Inspiring

Question

Bug in Unicode processing of a ligature ﬃ [U+FB03 : LATIN SMALL LIGATURE FFI] and others

Forum|Forum|5 years ago
June 30, 2020
2 replies
5857 views

Why Android Adobe PDF reader and Chrome support "U+FB03 : LATIN SMALL LIGATURE FFI" and Adobe Acrobat does not?? The same about PDF-Xchange, it works good... See "and all integers p and q with suﬃciently" (ﬃ is one symbol here) in the first paragraph of https://sites.math.rutgers.edu/~zeilberg/mamarim/mamarimPDF/pimeas.pdf

Also SOMEHOW it copies it as U+000E : <control> SHIFT OUT [SO], why?? Latex source https://sites.math.rutgers.edu/~zeilberg/mamarim/mamarimTeX/pimeas.tex
Also look here https://www.babelstone.co.uk/Unicode/whatisit.html

and here https://github.com/alif-type/libertinus/issues/143 (it has nice compilation of all (?) ligatures).

P.S.

"Beta: Use Unicode UTF-8 for worldwide language support" or "Edit-->> Preferences-->> Language" do not fix the issue.

Likes

This topic has been closed for replies.

Z

ZBallingAuthor

Inspiring

This is now a worse issue since after Edge added support for pdf from Adobe this issue is there too (edge://flags, New Pdf Viewer).

ls_rbls

Community Expert

Can you confirm if this is also an issue that could be related to how Unicode is supported by the operating system where Acrobat is installed?

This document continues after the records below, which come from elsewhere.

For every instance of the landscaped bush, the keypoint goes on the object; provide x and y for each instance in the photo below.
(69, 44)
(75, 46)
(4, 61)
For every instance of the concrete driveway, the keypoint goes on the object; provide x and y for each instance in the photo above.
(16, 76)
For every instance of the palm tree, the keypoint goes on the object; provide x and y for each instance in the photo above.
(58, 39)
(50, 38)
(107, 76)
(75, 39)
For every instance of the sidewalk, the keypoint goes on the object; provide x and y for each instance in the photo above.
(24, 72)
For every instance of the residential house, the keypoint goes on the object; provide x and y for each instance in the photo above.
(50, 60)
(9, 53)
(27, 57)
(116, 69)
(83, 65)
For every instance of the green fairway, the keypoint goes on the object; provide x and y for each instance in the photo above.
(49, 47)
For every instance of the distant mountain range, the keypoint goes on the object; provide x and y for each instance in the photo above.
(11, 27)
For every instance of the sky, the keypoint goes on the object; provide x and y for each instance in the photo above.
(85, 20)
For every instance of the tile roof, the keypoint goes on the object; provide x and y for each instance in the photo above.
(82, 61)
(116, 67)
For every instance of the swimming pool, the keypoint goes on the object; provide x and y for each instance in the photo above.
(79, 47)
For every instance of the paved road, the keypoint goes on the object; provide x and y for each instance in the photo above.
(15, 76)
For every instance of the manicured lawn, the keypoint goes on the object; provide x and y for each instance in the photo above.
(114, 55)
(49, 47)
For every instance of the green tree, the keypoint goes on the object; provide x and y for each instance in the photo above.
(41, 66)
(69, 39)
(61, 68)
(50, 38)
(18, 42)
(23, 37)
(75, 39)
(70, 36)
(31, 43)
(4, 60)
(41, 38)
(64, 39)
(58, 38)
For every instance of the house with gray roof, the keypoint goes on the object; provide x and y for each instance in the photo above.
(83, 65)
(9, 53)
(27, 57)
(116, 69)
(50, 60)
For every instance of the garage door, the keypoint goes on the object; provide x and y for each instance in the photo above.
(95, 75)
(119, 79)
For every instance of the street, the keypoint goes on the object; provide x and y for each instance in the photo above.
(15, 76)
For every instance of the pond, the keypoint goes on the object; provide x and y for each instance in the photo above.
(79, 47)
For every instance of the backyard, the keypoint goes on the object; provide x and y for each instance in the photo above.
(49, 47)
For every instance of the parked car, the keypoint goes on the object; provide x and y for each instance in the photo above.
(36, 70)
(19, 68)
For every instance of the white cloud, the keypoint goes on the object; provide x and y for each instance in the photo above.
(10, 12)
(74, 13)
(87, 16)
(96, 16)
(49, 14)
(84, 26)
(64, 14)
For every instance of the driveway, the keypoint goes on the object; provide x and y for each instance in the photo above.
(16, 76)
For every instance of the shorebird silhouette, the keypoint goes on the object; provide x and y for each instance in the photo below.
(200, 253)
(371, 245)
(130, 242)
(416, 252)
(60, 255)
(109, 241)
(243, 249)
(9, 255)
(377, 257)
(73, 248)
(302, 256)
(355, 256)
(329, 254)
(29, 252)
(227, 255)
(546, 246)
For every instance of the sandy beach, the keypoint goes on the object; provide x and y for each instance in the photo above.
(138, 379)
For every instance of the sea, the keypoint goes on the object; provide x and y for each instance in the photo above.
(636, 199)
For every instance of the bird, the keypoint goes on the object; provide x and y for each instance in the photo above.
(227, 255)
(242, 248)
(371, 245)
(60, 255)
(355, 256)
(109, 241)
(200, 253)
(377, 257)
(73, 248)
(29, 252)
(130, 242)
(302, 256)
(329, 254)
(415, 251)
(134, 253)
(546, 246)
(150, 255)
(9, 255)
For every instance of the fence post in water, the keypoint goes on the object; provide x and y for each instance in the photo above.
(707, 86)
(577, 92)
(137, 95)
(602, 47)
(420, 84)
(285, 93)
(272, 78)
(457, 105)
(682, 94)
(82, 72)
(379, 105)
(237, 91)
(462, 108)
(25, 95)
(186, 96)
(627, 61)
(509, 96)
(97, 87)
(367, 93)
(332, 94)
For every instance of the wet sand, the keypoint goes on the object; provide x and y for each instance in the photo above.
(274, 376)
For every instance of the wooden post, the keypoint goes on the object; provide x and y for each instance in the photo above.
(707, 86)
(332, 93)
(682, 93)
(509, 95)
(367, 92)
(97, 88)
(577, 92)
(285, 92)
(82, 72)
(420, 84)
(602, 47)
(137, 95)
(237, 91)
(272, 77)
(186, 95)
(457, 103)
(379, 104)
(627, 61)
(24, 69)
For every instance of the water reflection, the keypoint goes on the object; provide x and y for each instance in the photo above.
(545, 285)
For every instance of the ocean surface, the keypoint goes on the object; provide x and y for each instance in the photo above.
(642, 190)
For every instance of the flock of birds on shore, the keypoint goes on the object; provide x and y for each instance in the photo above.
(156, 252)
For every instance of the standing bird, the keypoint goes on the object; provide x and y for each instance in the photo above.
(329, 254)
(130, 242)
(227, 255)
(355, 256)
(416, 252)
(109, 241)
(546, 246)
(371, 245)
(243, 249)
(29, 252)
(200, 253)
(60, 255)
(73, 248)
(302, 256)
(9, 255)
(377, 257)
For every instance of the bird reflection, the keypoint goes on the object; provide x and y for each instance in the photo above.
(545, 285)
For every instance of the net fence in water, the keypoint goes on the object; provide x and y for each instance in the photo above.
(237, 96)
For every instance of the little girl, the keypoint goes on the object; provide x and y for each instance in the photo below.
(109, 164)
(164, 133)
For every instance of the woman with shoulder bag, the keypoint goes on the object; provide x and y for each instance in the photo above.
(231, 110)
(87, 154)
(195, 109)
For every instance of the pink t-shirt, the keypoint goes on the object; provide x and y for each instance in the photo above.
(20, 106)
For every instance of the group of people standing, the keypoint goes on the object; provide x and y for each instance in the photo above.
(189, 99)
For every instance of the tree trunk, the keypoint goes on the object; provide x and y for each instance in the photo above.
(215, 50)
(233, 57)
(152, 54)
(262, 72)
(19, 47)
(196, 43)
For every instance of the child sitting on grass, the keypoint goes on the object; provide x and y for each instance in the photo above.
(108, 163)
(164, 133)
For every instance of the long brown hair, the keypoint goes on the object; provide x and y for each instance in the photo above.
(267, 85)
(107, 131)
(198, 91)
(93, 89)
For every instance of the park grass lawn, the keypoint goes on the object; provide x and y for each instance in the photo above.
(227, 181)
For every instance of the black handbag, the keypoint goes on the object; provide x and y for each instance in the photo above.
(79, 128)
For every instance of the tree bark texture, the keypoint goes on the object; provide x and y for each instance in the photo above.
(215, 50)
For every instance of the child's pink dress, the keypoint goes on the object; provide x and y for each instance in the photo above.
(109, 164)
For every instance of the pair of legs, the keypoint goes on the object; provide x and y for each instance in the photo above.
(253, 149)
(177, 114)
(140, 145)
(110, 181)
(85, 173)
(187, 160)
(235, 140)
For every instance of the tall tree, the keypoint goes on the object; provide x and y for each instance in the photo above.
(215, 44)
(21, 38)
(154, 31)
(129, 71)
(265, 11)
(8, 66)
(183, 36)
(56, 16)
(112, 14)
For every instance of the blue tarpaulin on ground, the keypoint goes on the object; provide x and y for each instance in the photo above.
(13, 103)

Like for example, have you been able to test if the version of your Adobe Acrobat Pro DC behaves the same way in a computer using macOS Catalina(or older version), MS Windows 8 and/or MS Windows 10.

Since you've mentioned about Android OS , maybe it is worth to look also at the operating system where it is running from.

Just recently the last update of June 2020 addressed an issue that was aimed at Acrobat running on MS Windows, in which users were reporting back to the forums that the Weblink plug-in was not encoding/decoding URLs porpperly , for example.

This, however, is not necessarily related to your inquiry, but the fact that UTF-8 encoded URLs were malformed to begin with, it made some sense to me to ask this question because the last update only fixed this problem of Acrobat Pro DC for Windows, not macOS.

Meanwhile, some other Acrobat users who have older versions of the product, like Acrobat Pro X, Acrobat Pro XI, Acrobat DC 2017, have reported back as not experiencing the URL issue.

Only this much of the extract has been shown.